I'm going to try and connect a few dots here. Bear with me.
I often say that I found myself out on a run. It's not a new concept; I don't know where I first heard it, but it certainly isn't original. Running - for some of us, anyway - is a philosophical pursuit as well as a physical one, and often times when I'm out there, competing against just me, I dig into places that require me to rise above myself. Or I'll be out for a long enough time that my mind wanders off and discovers things I didn't know. Or couldn't acknowledge. Anyway, out there, it's just me (and occasionally a close friend) and the run.
It's where I do my best thinking. And it's where I have healed. And grown healthy.
In a very real way, time and running have healed me. I was a new runner when I got my first injury: a micro-tear in my right Achilles tendon. It was awful. I couldn't raise up on tiptoe; I walked with a consistent limp. A careful regimen of slow jogging (as if I do anything fast!) and physical therapy allowed me to heal in a real, tangible way. My Achilles recovered, and I was cleared to run again.
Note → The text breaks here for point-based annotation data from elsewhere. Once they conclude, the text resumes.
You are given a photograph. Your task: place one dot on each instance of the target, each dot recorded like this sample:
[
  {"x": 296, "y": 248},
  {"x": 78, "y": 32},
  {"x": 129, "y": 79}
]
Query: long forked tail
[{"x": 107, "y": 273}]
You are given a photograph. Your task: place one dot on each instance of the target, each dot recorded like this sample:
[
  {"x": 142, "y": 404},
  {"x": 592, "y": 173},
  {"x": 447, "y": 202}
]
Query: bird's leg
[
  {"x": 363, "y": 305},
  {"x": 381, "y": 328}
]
But that's nothing compared to what has happened to my soul since I became a runner.
Yesterday, I was reading through an old journal of mine. In early 2007, I wrote from a place of devastation. I wrote of wishing for strength, wanting answers, needing someone to understand. I wrote about loneliness and fear of dying alone. I wrote about fear of not dying, as if surviving the pain was worse than leaving this world. I even wrote that I wished I could become seriously ill, so he might understand the error of his ways.
What I didn't realize was that I was seriously ill. Through the depression, I really couldn't see it, but I was dying on the vine.
In the summer of 2007, I wrote that when I got my finances in order, I would join Lifetime Fitness. I followed through on that, and the rest is history. One step at a time, I began to heal.
It would be a long time before I would actually begin to run. First I'd argue that I couldn't run. Then I'd say I didn't want to run. And all the while, I would see runners and secretly ponder how much I wanted what they had.
So why not? Why not run? Why not at least try? It was the summer of 2008 - the same week my divorce was final, in fact - that I laced up my cross trainers to try it for the first time. And I failed a lot. A fast (to me) walk was about all I could muster. But I kept trying. A few years later, in the fall of 2010, I would finish my first race.
And nothing would ever be the same.
I found myself on the run. I met the best and worst parts of myself out there, and I blazed (or walked or stumbled) past them. I kept going.
In the finding came the healing. In the healing came true health. Not that I'm where I want to be; not by a longshot. But from here, I can be content. I can rest easy knowing that I've done the hardest work, and the rest will come because I am determined and tenacious and a little bit nuts.